Asylanerkennung für aktives Mitglied des Nationalen Widerstandsrats Iran.

 

Schlagwörter: Iran, Volksmudjaheddin, Nationaler Widerstandsrat Iran, exilpolitische Betätigung, Mitglieder, subjektive Nachfluchtgründe, Überwachung im Aufnahmeland, Oppositionelle
Normen: GG Art. 16a Abs. 1; AsylVfG § 28 Abs. 1
Auszüge:

Asylanerkennung für aktives Mitglied des Nationalen Widerstandsrats Iran.

(Leitsatz der Redaktion)

 

Die Berufung ist begründet. Dem Kläger steht auf der Grundlage des Art. 16 a Abs. 1 GG ein Anspruch auf Anerkennung als Asylberechtigter zu.
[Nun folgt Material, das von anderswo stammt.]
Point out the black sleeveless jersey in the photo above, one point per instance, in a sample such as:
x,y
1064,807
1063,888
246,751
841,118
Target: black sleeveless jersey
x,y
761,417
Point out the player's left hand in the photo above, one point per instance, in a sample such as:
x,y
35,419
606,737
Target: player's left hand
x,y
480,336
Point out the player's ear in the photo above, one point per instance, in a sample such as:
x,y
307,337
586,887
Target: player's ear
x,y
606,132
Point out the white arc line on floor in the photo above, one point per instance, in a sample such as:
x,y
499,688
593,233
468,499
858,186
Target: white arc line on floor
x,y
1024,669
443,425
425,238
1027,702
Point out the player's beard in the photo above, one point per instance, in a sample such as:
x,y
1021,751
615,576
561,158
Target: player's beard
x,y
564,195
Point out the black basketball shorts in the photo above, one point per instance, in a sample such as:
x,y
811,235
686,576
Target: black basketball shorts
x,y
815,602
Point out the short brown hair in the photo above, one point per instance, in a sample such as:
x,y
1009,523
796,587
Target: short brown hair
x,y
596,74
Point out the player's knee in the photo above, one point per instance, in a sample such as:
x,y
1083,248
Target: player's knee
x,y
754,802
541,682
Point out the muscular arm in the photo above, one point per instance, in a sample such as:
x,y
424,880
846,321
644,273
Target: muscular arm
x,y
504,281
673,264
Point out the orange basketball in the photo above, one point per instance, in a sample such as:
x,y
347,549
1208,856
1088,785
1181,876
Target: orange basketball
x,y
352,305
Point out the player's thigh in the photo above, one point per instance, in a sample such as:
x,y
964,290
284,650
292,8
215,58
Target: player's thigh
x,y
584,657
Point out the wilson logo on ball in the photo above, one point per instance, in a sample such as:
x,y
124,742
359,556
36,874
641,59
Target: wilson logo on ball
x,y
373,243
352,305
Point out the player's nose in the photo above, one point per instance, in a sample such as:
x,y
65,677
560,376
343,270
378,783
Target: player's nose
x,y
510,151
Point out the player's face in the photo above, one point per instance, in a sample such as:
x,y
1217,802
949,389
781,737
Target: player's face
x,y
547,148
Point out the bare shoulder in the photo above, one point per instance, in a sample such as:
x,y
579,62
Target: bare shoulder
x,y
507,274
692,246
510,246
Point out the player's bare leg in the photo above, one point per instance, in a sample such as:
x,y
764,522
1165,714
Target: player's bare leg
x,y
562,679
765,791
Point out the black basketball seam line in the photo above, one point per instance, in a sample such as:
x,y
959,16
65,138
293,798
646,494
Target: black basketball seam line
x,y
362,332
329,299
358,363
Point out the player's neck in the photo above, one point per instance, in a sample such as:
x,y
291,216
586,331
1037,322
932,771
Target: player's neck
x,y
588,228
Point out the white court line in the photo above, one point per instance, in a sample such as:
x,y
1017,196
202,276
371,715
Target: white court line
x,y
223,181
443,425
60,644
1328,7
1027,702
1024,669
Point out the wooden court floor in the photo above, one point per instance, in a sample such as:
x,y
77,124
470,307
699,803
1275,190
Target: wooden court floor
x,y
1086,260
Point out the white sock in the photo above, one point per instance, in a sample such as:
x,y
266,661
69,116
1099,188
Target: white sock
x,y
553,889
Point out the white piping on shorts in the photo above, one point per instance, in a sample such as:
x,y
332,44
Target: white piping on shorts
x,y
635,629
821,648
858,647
Ihm droht wegen seiner - auch für das Asylgrundrecht des Art. 16 a Abs. 1 GG beachtlichen - exilpolitischen Betätigung für die Volksmudjaheddin bei Rückkehr in den Iran mit beachtlicher Wahrscheinlichkeit politische Verfolgung.

Sein Asylanspruch gründet sich auf das Vorliegen beachtlicher subjektiver Nachfluchtgründe.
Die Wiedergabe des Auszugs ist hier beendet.